What personnel team? Lush doesn’t have an HR department. Why not encourage staff to join an appropriate union and let them get help and advice themselves? Why not use ACAS? If you want to know how to deal with a workforce, use organisations which specialise in workforce matters, for fuck’s sake.
However, Mark says the real breakthrough with the company’s international expansion came when Mark Wolverton wanted to open Lush in the US. The Constantines were reluctant. The secret to Lush’s success is that its products are made with natural ingredients; they have a 14-month shelf-life. If they were made in England and then shipped to the US, the time that shops would have to sell the product, and the time consumers have to use them, would significantly decrease. “He [Wolverton] said, ‘Teach us how to make it then’,” recalls Mark.
That’s how the first overseas factory came about. Not that it was entirely smooth sailing. “Mark’s partner back then, Andre, was a bit cavalier,” says Mo. “We had given them a series of instructions about the factory, one of which was no animals were allowed. As soon as I left, Andre rode his horse through the factory smoking a cigar.”
The company has since grown rapidly through partnering with global firms. Lush is sold in 50 countries, and has five factories outside of the UK including two in Canada, one in Japan and another in Australia.

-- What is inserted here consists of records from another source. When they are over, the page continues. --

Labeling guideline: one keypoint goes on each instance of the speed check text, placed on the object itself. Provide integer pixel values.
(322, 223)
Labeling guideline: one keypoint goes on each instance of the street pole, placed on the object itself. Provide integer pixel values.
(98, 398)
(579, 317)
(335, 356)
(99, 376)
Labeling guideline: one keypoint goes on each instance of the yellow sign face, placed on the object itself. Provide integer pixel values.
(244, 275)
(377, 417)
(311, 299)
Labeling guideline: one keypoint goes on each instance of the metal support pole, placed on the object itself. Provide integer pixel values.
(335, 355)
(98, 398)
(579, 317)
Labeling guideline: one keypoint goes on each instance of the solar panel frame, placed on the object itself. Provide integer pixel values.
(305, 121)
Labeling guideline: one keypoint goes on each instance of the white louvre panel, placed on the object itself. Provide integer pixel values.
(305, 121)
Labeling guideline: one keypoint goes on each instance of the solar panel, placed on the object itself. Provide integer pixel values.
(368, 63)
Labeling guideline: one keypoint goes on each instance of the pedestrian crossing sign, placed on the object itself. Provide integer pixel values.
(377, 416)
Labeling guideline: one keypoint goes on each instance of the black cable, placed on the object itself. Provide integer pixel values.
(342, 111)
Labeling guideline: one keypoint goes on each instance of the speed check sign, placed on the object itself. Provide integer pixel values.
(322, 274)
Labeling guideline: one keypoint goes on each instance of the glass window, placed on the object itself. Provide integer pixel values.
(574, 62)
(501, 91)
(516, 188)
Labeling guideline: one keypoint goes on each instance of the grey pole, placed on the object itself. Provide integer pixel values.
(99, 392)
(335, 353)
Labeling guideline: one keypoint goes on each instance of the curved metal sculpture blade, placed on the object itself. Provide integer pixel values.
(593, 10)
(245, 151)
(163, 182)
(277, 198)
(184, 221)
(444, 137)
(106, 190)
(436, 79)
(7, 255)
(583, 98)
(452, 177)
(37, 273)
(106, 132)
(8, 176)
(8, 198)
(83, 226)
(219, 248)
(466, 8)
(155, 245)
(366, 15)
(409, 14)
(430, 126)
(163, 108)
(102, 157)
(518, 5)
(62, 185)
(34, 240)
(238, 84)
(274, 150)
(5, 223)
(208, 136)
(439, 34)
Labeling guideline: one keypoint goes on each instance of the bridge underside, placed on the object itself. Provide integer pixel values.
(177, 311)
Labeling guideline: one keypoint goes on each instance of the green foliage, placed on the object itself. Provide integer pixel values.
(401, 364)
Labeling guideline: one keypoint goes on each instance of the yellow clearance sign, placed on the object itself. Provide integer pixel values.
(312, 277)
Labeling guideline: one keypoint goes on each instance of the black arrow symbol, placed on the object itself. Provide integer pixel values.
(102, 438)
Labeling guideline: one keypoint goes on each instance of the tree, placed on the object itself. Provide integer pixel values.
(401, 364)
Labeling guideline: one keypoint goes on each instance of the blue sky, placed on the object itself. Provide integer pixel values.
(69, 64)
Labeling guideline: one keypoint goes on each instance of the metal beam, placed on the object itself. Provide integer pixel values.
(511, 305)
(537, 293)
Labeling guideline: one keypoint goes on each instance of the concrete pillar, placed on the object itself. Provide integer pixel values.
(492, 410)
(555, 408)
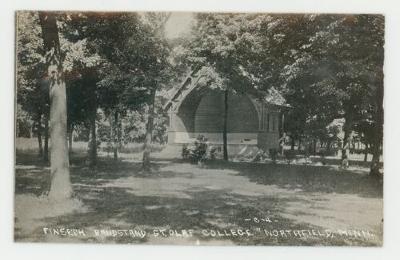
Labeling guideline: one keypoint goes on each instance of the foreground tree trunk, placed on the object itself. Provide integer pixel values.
(60, 188)
(225, 130)
(149, 131)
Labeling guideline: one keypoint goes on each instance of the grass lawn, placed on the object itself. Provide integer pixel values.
(219, 203)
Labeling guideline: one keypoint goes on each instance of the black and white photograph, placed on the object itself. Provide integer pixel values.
(199, 128)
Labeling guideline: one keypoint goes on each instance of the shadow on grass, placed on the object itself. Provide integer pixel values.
(119, 208)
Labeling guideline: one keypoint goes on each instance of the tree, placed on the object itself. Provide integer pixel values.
(59, 163)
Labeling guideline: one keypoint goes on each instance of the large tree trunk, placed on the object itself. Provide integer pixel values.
(149, 131)
(225, 130)
(60, 188)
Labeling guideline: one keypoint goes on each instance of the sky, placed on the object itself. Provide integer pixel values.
(178, 24)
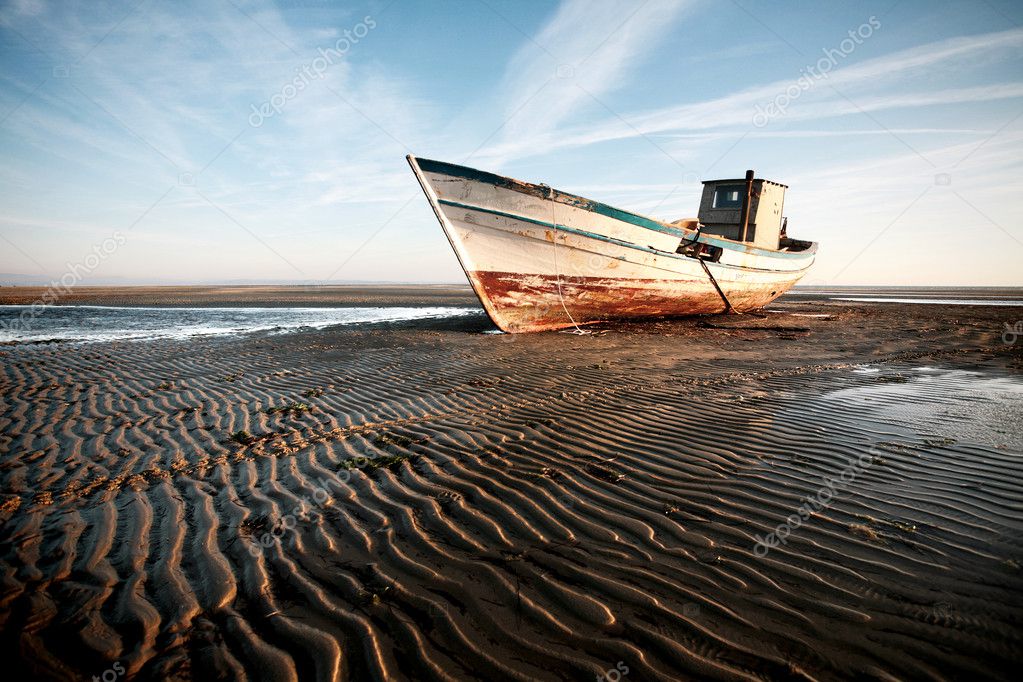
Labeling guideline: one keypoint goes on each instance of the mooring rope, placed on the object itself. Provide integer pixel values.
(727, 304)
(558, 273)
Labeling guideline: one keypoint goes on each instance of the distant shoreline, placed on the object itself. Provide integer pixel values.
(340, 296)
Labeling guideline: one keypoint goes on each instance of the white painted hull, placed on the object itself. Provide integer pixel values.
(539, 259)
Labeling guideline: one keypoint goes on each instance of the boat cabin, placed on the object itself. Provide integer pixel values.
(745, 210)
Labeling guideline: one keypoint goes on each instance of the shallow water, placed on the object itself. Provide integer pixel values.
(99, 323)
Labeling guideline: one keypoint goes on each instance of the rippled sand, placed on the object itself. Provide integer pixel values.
(427, 501)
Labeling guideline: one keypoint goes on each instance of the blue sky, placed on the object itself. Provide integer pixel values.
(902, 145)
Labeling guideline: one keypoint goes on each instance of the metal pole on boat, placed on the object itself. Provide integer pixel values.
(745, 218)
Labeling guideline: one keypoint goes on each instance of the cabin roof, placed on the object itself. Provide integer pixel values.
(742, 181)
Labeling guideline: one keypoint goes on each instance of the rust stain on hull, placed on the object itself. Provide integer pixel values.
(532, 303)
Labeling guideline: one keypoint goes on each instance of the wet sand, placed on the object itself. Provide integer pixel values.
(427, 501)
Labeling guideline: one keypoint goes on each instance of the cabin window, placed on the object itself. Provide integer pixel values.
(728, 196)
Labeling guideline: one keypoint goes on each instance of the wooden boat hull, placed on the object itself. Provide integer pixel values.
(539, 259)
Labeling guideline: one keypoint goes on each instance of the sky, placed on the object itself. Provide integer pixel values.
(241, 140)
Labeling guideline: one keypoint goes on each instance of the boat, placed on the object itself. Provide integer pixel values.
(540, 259)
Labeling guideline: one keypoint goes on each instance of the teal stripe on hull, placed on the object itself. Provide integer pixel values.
(444, 168)
(594, 235)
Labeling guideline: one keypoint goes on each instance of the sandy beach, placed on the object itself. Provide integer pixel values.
(827, 490)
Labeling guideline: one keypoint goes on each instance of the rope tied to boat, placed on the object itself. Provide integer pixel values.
(558, 273)
(713, 280)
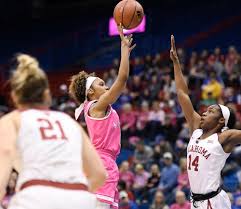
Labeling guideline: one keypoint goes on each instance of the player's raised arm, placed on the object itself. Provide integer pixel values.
(8, 135)
(230, 139)
(192, 117)
(116, 89)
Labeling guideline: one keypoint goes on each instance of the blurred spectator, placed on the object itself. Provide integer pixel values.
(159, 201)
(231, 59)
(167, 184)
(126, 174)
(140, 180)
(138, 66)
(125, 203)
(237, 197)
(135, 86)
(152, 183)
(156, 119)
(181, 202)
(122, 187)
(165, 146)
(63, 94)
(112, 77)
(142, 119)
(143, 153)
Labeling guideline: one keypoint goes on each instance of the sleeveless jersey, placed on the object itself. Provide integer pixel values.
(50, 146)
(105, 135)
(205, 161)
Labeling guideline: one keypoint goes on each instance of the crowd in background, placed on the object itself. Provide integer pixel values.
(153, 161)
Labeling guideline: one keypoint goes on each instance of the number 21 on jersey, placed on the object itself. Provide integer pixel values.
(51, 130)
(193, 164)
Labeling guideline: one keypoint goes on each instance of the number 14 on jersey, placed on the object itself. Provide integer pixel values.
(193, 164)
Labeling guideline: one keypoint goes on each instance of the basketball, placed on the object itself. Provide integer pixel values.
(129, 13)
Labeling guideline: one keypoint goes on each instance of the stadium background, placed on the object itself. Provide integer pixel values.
(69, 35)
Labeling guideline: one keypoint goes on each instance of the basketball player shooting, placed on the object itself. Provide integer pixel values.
(49, 149)
(211, 143)
(95, 99)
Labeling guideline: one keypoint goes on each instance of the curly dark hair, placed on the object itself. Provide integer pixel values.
(77, 86)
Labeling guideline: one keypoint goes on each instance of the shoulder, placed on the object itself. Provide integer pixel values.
(12, 116)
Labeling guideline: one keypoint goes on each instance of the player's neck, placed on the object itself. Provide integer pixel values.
(208, 133)
(32, 106)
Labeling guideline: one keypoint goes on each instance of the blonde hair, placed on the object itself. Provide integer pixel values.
(28, 81)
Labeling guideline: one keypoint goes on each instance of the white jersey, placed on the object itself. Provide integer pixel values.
(205, 161)
(50, 146)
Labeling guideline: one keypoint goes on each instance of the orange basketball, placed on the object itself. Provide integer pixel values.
(129, 13)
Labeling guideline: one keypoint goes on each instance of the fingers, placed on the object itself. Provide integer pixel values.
(132, 47)
(120, 30)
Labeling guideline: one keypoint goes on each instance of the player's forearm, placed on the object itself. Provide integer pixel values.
(179, 78)
(5, 165)
(124, 68)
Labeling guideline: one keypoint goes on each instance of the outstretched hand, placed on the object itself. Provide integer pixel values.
(126, 41)
(173, 51)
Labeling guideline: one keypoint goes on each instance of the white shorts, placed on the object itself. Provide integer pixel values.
(221, 201)
(44, 197)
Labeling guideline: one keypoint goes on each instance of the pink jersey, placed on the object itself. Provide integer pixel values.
(105, 135)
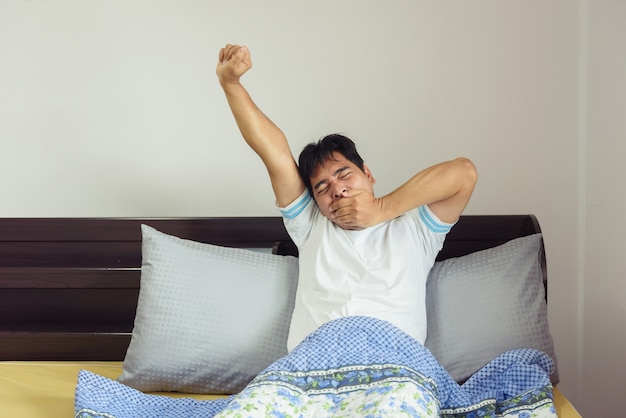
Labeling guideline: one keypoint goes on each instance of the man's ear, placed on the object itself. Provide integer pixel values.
(369, 174)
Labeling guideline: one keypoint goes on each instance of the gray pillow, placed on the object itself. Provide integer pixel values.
(485, 303)
(209, 318)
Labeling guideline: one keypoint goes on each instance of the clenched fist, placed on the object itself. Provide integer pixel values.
(234, 61)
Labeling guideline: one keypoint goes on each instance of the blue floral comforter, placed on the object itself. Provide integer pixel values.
(356, 366)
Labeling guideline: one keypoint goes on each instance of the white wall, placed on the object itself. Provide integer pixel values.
(113, 109)
(604, 371)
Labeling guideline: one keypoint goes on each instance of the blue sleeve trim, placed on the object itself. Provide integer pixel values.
(296, 208)
(432, 222)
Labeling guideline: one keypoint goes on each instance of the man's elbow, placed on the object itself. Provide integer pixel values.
(468, 174)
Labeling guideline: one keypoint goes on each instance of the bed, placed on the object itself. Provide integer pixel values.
(75, 324)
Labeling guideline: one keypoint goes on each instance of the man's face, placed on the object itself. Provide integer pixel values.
(334, 177)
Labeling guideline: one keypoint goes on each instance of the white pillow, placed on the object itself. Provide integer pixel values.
(209, 318)
(485, 303)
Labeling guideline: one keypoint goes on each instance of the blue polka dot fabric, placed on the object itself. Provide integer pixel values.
(345, 359)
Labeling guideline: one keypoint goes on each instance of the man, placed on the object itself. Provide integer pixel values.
(359, 254)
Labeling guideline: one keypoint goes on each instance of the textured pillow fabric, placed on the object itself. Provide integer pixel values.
(485, 303)
(209, 318)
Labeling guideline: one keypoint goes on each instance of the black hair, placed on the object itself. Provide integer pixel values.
(316, 153)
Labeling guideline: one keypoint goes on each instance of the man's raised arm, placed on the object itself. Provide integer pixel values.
(261, 134)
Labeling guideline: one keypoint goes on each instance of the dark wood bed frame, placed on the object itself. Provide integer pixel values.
(69, 286)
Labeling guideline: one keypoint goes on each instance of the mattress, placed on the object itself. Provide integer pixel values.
(46, 389)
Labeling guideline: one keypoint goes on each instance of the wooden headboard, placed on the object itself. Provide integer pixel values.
(69, 286)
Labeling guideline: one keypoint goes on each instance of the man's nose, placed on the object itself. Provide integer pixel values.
(339, 190)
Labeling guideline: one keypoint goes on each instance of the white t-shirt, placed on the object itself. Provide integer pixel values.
(379, 271)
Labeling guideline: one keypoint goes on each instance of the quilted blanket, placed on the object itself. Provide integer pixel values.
(356, 366)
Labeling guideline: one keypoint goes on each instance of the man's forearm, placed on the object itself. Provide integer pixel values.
(261, 134)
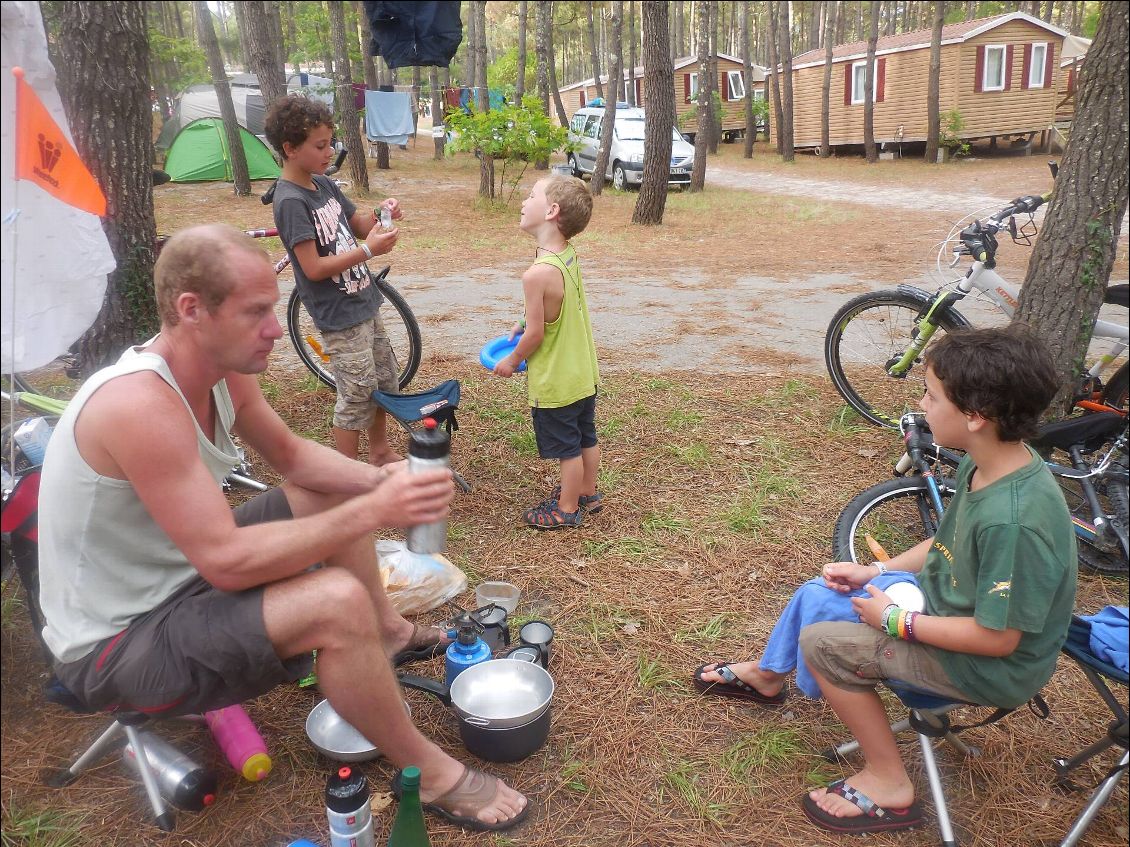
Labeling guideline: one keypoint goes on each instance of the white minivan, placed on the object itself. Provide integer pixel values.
(625, 160)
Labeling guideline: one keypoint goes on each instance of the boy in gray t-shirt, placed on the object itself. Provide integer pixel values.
(320, 228)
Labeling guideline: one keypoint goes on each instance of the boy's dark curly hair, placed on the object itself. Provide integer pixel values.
(1004, 374)
(292, 118)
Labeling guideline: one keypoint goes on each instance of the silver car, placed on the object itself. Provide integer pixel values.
(625, 160)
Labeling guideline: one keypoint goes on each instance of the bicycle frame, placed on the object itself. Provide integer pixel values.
(1005, 296)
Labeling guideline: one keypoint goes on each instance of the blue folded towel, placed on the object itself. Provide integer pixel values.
(1110, 632)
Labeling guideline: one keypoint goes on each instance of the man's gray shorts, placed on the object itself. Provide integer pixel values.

No mention of the MD’s link to the tar sands companies there. No mention of the fact that the majority of the other countries don’t have their own factories and the “fresh” products are shipped in months in advance. No mention of the fact that Lush products are not all natural; in fact Lush used to talk quite a lot about their safe synthetics, and get quite pissed off when people question their use of SLS, saying “we say fresh handmade, not natural.”
Elite Business magazine? Lush are about as elite as they are ethical, and the most remarkable thing about that article is the stench of greenwash wafting from it.